In June, Andrew Lansley began to unveil his plans for the health service, explaining that there would be "uncertainty" in the NHS as a result of "tough choices" he would make to improve quality of service and meet rising demand. He stated that:

  • Government, doctors, nurses and managers would work together on a shared vision, driving up standards, providing better value for money and creating a healthier nation.
  • The focus would be on quality and outcomes, with more devolved responsibilities.
  • Patients would be at the centre of decision-making.
  • Management costs would be reduced – ultimately by 46%, producing a £850m saving by 2013/14.

To this end, a revised Operating Framework for 2010/11 was hastily published. While the main health priorities all remain – patient access, infection control, improving the nation's health, reducing inequalities, enhancing the patient experience and being ready for states of emergency – the removal, amendments and general tinkering are of great concern to general practice.

The rationale for removing targets that "have no clinical justification" is understandable – but, as ever, the impact of policy will be felt in practices.

  • Taking away the 48-hour access target will have major consequences on the day-to-day running of practices – will managers continue with their current appointment systems, go back to open surgeries or (please no!) appointment schedules that are jam-packed for weeks on end. Or what?
  • Will the reductions of other targets (eg, the four-hour A&E waiting time target has been reduced from 98% to 95%) push patients back into our waiting rooms, adding pressure to our new appointment systems?
  • The 18-week referral to treatment target will no longer be policed from above, which has some merits but also opens the door to gaming.
  • GPs will be given substantially more financial powers and control: 80% of £100bn to be exact, with an expectation that GPs will group into 500 commissioning consortia. I wonder who in the practice will get to organise that?
  • In return for the power and money, GPs may also get the unpleasant tasks of making future rationing decisions and implementing cuts. More bad press for practices to deal with.
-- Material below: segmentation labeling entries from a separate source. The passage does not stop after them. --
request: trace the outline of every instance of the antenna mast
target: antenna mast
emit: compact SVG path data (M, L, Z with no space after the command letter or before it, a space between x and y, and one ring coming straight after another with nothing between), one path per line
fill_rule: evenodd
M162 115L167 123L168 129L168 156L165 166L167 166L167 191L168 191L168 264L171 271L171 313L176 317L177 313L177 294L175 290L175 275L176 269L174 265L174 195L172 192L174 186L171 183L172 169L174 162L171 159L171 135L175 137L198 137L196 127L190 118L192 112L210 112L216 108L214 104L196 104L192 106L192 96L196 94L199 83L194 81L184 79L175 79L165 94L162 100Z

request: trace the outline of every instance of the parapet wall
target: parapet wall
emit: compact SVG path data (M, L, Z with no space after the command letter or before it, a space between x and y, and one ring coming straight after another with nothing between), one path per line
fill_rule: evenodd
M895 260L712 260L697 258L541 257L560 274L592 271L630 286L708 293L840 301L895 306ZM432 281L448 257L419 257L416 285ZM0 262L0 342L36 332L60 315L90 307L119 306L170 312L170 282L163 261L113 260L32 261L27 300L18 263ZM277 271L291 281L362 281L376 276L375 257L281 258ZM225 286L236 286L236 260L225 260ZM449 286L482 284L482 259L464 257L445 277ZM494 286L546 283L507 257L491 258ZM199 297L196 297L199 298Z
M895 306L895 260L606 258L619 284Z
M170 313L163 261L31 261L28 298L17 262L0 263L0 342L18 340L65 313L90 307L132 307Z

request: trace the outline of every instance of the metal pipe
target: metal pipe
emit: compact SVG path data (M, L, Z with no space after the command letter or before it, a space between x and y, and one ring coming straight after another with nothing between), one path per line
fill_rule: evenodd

So, for "uncertainty" read "more work with fewer people to do it". The unions are incensed at the two-year pay freeze and likely cuts. The media are hinting that additional, as yet hidden, cuts are still to be announced. Worst of all, Mr Lansley has personally insulted Jamie Oliver!
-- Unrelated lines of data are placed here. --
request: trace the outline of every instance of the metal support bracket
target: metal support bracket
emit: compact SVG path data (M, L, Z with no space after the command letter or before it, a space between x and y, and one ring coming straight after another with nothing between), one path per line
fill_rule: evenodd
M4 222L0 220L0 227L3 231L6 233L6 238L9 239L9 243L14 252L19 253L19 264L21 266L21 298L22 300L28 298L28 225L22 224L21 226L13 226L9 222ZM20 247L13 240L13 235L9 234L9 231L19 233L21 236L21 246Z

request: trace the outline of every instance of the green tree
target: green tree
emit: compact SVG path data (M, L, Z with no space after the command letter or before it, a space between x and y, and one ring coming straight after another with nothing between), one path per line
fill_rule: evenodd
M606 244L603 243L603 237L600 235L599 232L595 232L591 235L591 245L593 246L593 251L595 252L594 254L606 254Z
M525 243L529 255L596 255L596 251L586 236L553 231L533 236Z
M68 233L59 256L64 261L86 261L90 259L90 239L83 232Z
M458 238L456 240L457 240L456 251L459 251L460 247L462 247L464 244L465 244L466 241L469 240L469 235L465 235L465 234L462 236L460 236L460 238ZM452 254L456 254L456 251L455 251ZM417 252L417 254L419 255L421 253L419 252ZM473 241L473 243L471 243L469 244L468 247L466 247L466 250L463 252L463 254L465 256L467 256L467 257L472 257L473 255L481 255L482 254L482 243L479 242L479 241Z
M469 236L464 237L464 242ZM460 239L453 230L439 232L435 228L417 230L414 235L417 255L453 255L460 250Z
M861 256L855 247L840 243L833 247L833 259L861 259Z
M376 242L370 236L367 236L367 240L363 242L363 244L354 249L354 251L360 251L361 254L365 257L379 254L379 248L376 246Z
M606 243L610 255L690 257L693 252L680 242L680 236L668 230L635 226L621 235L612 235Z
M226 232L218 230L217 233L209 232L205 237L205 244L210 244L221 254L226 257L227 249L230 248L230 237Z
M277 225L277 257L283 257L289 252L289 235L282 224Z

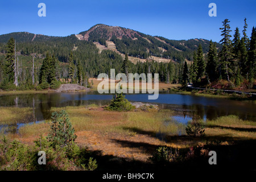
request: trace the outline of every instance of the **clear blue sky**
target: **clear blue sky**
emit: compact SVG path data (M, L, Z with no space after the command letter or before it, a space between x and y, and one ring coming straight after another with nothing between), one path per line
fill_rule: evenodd
M38 5L46 5L46 17L39 17ZM210 17L210 3L217 5L217 17ZM230 20L242 33L243 19L247 35L256 26L255 0L2 0L0 34L27 31L67 36L97 23L129 28L170 39L204 38L218 42L221 22Z

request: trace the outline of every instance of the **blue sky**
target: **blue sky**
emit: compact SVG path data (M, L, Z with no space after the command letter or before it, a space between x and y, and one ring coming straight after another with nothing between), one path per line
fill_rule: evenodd
M204 38L218 42L221 22L230 20L242 33L247 18L247 35L256 26L255 0L72 0L1 1L0 34L27 31L67 36L97 23L129 28L151 35L181 40ZM39 17L39 3L46 5L46 17ZM210 3L217 16L210 17Z

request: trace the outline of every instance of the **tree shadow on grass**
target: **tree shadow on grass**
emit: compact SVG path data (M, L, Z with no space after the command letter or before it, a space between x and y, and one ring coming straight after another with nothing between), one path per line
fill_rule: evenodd
M152 164L129 158L121 158L113 155L103 155L100 150L86 151L85 158L93 157L96 159L98 167L96 171L150 170Z
M209 125L207 126L208 128L218 128L220 129L229 129L233 130L238 131L245 131L245 132L256 132L256 128L244 128L244 127L235 127L231 126L224 126L218 125Z
M158 138L157 133L153 131L143 131L136 127L126 127L125 130L129 130L138 134L148 135L152 137ZM241 130L243 131L246 130ZM251 130L249 130L251 131ZM205 144L204 150L215 151L217 156L217 165L210 165L208 162L209 156L197 156L190 158L182 162L168 163L165 164L155 164L152 167L159 170L166 170L167 169L219 169L221 170L256 170L256 140L247 139L242 137L232 137L228 135L207 135L203 137L189 137L186 135L166 135L167 141L172 143L184 143L185 142L193 141L196 142L203 142ZM123 147L131 148L142 147L146 152L152 154L154 152L154 148L155 150L159 147L157 145L152 145L144 143L138 143L131 141L115 140L119 143L121 143ZM228 142L227 144L221 142ZM195 147L195 146L194 146ZM181 155L183 156L187 155L189 151L189 147L183 148L181 151Z

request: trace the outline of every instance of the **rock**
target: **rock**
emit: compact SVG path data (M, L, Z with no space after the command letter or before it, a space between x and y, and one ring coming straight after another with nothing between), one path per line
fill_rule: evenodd
M54 90L54 91L56 92L64 92L79 91L84 90L89 91L90 90L90 89L77 84L62 84L59 89Z

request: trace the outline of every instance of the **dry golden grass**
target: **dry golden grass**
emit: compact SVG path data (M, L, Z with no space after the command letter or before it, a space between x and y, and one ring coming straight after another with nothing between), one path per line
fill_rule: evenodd
M255 123L234 116L208 121L205 137L193 138L186 136L185 125L172 120L174 113L169 110L118 112L90 105L52 108L51 111L62 109L69 115L79 146L102 151L104 155L142 161L161 146L182 148L206 140L220 140L230 144L232 141L256 139ZM40 134L47 135L49 130L48 123L27 125L20 128L19 134L9 134L7 137L30 144Z

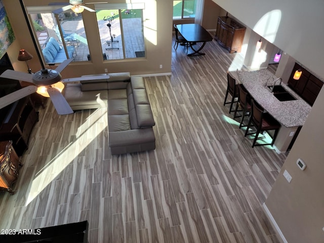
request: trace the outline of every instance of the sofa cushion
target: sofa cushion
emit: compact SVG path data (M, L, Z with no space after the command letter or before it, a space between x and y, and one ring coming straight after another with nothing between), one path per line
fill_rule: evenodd
M150 102L147 97L146 90L144 89L136 90L133 91L134 96L134 101L135 104L149 104Z
M128 105L127 99L109 99L108 95L108 113L109 115L128 114Z
M130 72L113 72L109 73L109 82L126 81L131 79Z
M51 53L51 55L52 55L52 56L53 57L53 59L55 59L55 57L57 54L58 51L56 51L56 49L53 45L53 44L52 44L52 43L49 42L47 44L46 44L46 49L49 50L49 51Z
M123 83L118 84L117 85L122 85L123 87L120 88L117 88L117 89L126 89L126 84L123 84L125 81L129 81L131 79L131 73L130 72L114 72L112 73L108 73L109 78L104 79L98 79L98 80L86 80L81 81L82 84L91 84L94 83L103 83L103 82L117 82L117 81L120 81ZM87 76L87 75L84 75L84 76ZM91 75L90 75L91 76ZM115 84L116 83L115 83ZM115 89L113 87L110 87L109 89Z
M96 83L95 84L84 84L81 86L82 91L108 90L107 83Z
M136 105L137 124L140 128L153 127L155 125L151 106L149 104Z
M50 38L49 43L51 43L52 45L53 45L57 52L59 52L60 50L62 49L61 46L60 46L60 44L59 44L57 41L53 37Z
M107 107L107 90L83 92L80 84L67 84L64 90L64 96L70 106L99 104Z
M42 50L43 55L44 56L45 61L47 63L52 63L53 62L54 59L50 51L46 48Z
M109 100L127 99L126 90L108 90L108 96Z
M131 130L130 116L128 114L123 115L109 114L109 115L108 128L109 132Z
M68 52L69 55L69 58L71 58L73 57L73 52ZM54 62L62 62L66 60L66 55L65 54L65 52L59 52L56 55L55 58L54 60Z

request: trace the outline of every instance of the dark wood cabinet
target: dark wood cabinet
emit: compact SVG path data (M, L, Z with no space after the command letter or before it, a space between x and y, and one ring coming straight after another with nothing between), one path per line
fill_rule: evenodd
M229 51L240 52L246 28L226 16L219 17L215 39Z
M12 141L0 142L0 191L14 193L11 186L17 181L20 159L12 146Z
M296 70L300 69L302 75L299 79L294 79L294 74ZM295 64L293 71L288 80L288 85L310 105L313 105L323 82L298 63Z
M1 111L3 112L0 124L1 141L12 141L13 146L19 156L28 148L29 136L38 121L30 96L26 96L11 104Z

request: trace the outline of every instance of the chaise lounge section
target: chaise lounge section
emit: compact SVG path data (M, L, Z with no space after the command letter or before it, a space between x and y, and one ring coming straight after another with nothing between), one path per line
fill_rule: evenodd
M111 154L153 150L155 122L142 77L109 73L106 79L67 84L64 96L74 110L108 107Z

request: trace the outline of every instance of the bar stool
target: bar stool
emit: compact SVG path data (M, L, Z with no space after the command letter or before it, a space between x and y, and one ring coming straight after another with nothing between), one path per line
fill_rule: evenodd
M237 90L237 85L236 84L236 81L235 78L232 77L229 73L227 72L227 88L226 89L226 93L225 95L225 99L224 100L224 105L226 104L231 104L229 107L229 113L230 113L232 111L234 111L234 110L232 110L232 107L233 107L233 104L234 103L236 103L237 101L234 101L234 99L235 98L237 98L238 97L238 91ZM228 94L231 95L232 96L232 99L230 102L226 102L226 99L227 99L227 96Z
M257 129L257 131L256 132L248 133L250 127L251 126L251 123L254 125ZM244 136L246 137L247 135L255 134L255 137L252 144L252 147L254 147L255 146L261 145L272 146L277 137L280 127L280 125L277 120L274 119L268 113L265 113L264 109L254 100L252 100L251 114L250 116L249 123L247 127L247 131L246 131ZM273 137L271 137L271 135L268 132L270 130L274 130ZM262 131L266 131L269 135L272 137L272 142L271 143L256 144L259 134L260 132Z
M236 117L242 117L239 124L239 128L241 128L241 127L246 127L246 126L243 126L243 120L244 120L244 117L247 115L249 115L251 112L251 97L248 91L243 86L243 85L239 84L237 86L237 87L238 88L238 102L236 103L236 107L234 112L234 119ZM239 106L241 109L239 111L237 110ZM242 111L242 115L236 116L237 111Z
And then, just as we are getting used to the idea of removing targets, a whole new raft of quality standards, with 30 measures in three clinical areas – dementia, stroke and blood clots, were announced. With a further 150 sets of standards to follow! But these standards will not be enforced by central government. Instead, doctors will be expected to work out how these might be achieved – presumably part of that devolved responsibility promise!

Seems to me that uncertainty can damage your health (service). Wonder what that GP in Avon thinks?